Александр Успенский - На войне. В плену (сборник)
Дальнейшая история их побега следующая.
И штабс-капитан Б., и поручик С. оба владели немецким языком (главное условие для побега).
На улице в Нейссе они сначала смешались с толпой – день был праздничный, потом уже в темноте двинулись из города по намеченному заранее пути. С собой взяты были карта и компас для направления, шоколад и галеты для питания и, кроме того, настоящие немецкие деньги.
Ночами они непрерывно шли, избегая больших дорог, а с рассветом прятались в лесу, во ржи или в огородах на задах деревень. Таким образом они в течение двух недель благополучно добрались к одной глухой железнодорожной станции, где купили билеты и по узкоколейке доехали до большой станции. В вагоне, при разговорах с пассажирами, выдавали себя за рабочих.
Уже подъехали к конечной станции своего маршрута, откуда должны были без дорог, лесом верст сорок, пробраться через фронт к своим. Но здесь счастье изменило им, вернее, погубила собственная неосторожность.

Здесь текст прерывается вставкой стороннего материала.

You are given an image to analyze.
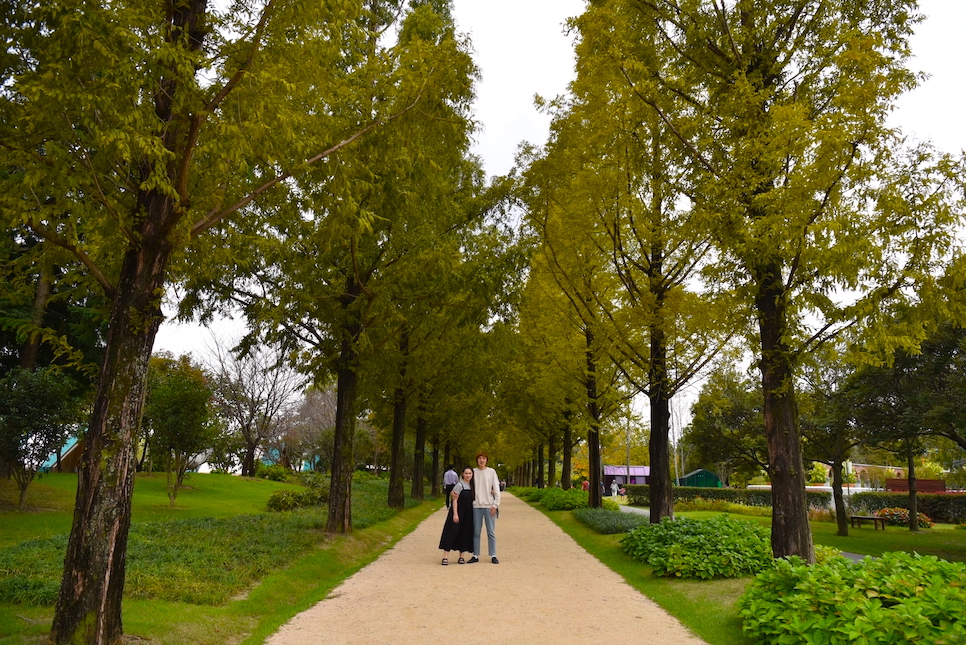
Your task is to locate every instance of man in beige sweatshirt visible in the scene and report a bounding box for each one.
[467,452,500,564]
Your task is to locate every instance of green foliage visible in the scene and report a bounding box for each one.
[255,464,292,482]
[574,508,650,535]
[540,488,589,511]
[851,491,966,524]
[627,484,832,508]
[621,515,772,580]
[268,475,329,511]
[738,553,966,645]
[876,508,935,529]
[674,497,771,517]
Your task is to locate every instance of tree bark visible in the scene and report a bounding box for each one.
[560,412,574,490]
[907,443,919,531]
[652,322,674,524]
[584,329,604,508]
[325,275,362,534]
[50,230,171,645]
[753,261,815,563]
[409,400,426,500]
[832,461,849,537]
[388,332,409,510]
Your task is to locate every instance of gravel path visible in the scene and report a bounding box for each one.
[267,494,704,645]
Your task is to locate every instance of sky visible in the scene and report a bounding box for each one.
[155,0,966,354]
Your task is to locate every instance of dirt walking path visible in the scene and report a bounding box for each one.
[267,494,704,645]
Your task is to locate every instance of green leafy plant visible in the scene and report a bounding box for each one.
[531,488,588,511]
[876,508,935,529]
[574,508,650,535]
[738,553,966,645]
[621,515,772,580]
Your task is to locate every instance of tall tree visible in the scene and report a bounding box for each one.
[592,0,960,561]
[0,0,434,643]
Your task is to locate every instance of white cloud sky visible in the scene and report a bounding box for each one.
[156,0,966,353]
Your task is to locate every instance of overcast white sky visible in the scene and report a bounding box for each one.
[155,0,966,353]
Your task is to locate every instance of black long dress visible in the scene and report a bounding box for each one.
[439,490,473,553]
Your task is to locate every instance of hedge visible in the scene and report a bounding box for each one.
[850,491,966,524]
[626,484,836,510]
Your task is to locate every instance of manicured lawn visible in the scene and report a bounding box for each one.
[532,504,966,645]
[0,475,442,645]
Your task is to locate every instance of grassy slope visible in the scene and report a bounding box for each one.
[0,474,439,645]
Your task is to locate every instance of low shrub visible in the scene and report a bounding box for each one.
[851,492,966,524]
[530,488,588,511]
[626,484,832,508]
[674,497,771,517]
[574,508,650,535]
[255,464,292,482]
[621,515,772,580]
[737,552,966,645]
[876,508,935,529]
[267,477,329,512]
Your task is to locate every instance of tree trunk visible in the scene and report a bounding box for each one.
[560,413,574,490]
[754,261,815,563]
[907,444,919,531]
[537,444,547,488]
[547,432,557,488]
[50,230,172,645]
[832,461,849,537]
[648,325,674,524]
[409,406,426,500]
[584,328,604,508]
[430,437,442,497]
[388,332,409,510]
[325,275,362,533]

Подъезжая к последней станции, они вынули карту, чтобы наметить дальнейший свой маршрут, но в этот момент вошел в вагон переодетый жандарм, увидал в их руках карту и потребовал паспорта. За отсутствием таковых он их арестовал.
Оба беглеца были судимы за порчу казенного имущества при побеге: сломанная рама в окне, испорченный замок в дверях и порванная проволока! Отсидев за это полгода в тюрьме, были заключены в репрессионный лагерь. Вот вся история их побега, рассказанная мне штабс-капитаном Б. уже в 1918 году в лагере «Hellholland», где мы опять встретились.
Личный состав военнопленных офицеров в лагере Нейссе был самый разнообразный, как по национальностям, так и по положению. Здесь были и русские (больше всего), и французы, и англичане, и бельгийцы. Среди них были и командиры отдельных частей союзных армий – пожилые кадровые полковники, и совершенно молодые офицеры – бывшие студенты или кадеты, окончившие школу прапорщиков.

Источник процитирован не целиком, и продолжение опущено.